В 1987 году начали освобождать политзаключенных. При весьма скверных обстоятельствах. Практически всем политзекам предлагали что-нибудь подписать. Просьбу о помиловании, отказ от политической деятельности, обещание не нарушать законы. Хотя бы любую бумагу, пусть две-три, вроде бы ни к чему не обязывающие строчки, но подразумевающие просьбу об освобождении. Очень-очень многие пошли на компромисс. Нашлись и упрямцы, в результате отказа просидевшие еще год, а то и два. Наверное, некоторые и побольше.
Не берусь никого осуждать. Компромисс — личное дело каждого, если только не вредит явно другим. Не сдал никого, и поступай, как хочешь, разбирайся сам со своей совестью. Печально другое. С воли повелась кампания за подобные уступки. Руководили ею Сахаров и Боннер. При поддержке Софьи Васильевны Каллистратовой и других. Через родных до зеков доводилось: надо освобождаться, все нужны на свободе. Со ссылкой на авторитетные мнения. Диссиденты тоже не железные. И пускай привыкли в основном изначально исходить из собственных представлений, такая индульгенция подталкивала их. Но как люди, находящиеся на свободе, могли позволить себе такие советы? Сидит зек, голодный и холодный, где-нибудь в Тюмени. А его манят свободой, всех дел — поставить подпись. И освящено всё авторитетом Сахарова. Впрочем, он в своей ссылке в Горьком тоже подписал отказ от общественной, политической деятельности. Бог ему судья. Но зачем других подталкивать?
Это стало началом конца. Правозащитное движение деморализовали просьбы к властям, поддержка власти, участие во власти. Оппозиционеры были, но составить оппозицию не смогли. Необходимой при любой, даже самой хорошей, власти. Не сложилась тогда оппозиционная общность. Тут как с интеллигенцией: интеллигенты есть, а интеллигенции нет. Слишком много советского оказалось не только в обществе, но и в самих антисоветчиках, подчас. Ну и что, если Горбачёв генсек преступной партии? Ну и что, если Ельцин обкомовец, кандидат в члены Политбюро? Мол, они делают нужное дело, не надо им мешать. Тут уже недалеко до почти всенародного: «Ну и что, если Путин гэбэшник?». И, бывало, только заикнешься о политзаключенных, тебя одергивают: «Не вспугните Горбачёва с перестройкой!». Потом стало модным: «Не вспугните Ельцина с реформами!». Очень пугливые у нас властители…
Помню, однажды смотрю телевизор.
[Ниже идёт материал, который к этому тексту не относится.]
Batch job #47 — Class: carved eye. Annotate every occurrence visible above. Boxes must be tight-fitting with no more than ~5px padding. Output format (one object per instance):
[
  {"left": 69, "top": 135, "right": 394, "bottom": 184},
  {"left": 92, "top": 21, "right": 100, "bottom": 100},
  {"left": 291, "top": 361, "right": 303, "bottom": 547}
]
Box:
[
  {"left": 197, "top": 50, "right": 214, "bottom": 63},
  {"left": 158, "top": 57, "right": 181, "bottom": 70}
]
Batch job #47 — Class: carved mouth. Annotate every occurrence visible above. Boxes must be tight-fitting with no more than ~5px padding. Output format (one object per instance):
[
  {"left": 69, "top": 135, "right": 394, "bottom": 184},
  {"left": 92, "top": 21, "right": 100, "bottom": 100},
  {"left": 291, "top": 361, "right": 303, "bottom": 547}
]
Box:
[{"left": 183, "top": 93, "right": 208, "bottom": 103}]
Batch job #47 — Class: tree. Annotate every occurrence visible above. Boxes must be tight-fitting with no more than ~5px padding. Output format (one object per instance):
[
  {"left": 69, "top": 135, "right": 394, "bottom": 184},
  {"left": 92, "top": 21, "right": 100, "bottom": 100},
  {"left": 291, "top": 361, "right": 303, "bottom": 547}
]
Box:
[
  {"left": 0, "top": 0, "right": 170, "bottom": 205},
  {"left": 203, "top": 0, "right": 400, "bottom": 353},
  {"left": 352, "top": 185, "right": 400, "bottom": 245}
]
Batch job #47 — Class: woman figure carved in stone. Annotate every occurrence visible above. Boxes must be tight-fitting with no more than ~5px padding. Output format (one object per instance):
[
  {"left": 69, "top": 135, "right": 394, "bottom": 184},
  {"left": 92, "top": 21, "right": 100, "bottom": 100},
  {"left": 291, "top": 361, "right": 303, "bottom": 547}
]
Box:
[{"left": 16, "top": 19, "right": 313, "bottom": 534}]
Показывают многотысячный митинг в поддержку Ельцина. Вижу человека в рясе, воздевающего кулак ввысь. Ба! Знакомое лицо, Глеб Якунин! Если так себя ведет священник, что же остается мирянину?.. Не в укор Глебу Павловичу будет сказано, за его тогдашнюю политическую экзальтацию . Без которой он очень достойный человек. В 2010 году, на форуме «Пилорама», нас разместили в одном номере. Чуть было не написал «камере». Хорошо провели время, с удовольствием общались.
Меня всегда удивляло представление, будто от деятельности сомнительных людей можно ожидать хороших результатов. Такой особенный взгляд прозорливых политиков, не видящих далее собственного носа.
Я, возможно, увлекся общими рассуждениями. Но еще один пример. После августовских событий 1991 года, кажется, в сентябре, происходило перезахоронение Юрия Голонскова. Политзека, погибшего в лагере в 1972 году. В Москве на площади Маяковского состоялся митинг. Гроб с прахом установили у подножия памятника. После митинга, перед поездкой на кладбище, народ не расходился. Стою вместе с отцом рядом с Владимиром Буковским. Отец Буковскому:
— Владимир Константинович, не пора ли вам подумать о своем президентстве?
— Все пока идет в нужном направлении, Пинхос Абрамович.
Через 17 лет Буковский попробовал наконец баллотироваться в президенты. Поздно! Не в укор Владимиру Константиновичу будет сказано, которого весьма уважаю. Конечно, политика не тачка для каторжника, приковывать к ней людей, того же Буковского, не надо. Но гложет досада за упущенные всеми нами возможности . И мною тоже… Темно будущее страны, а укоренено оно в прошлом.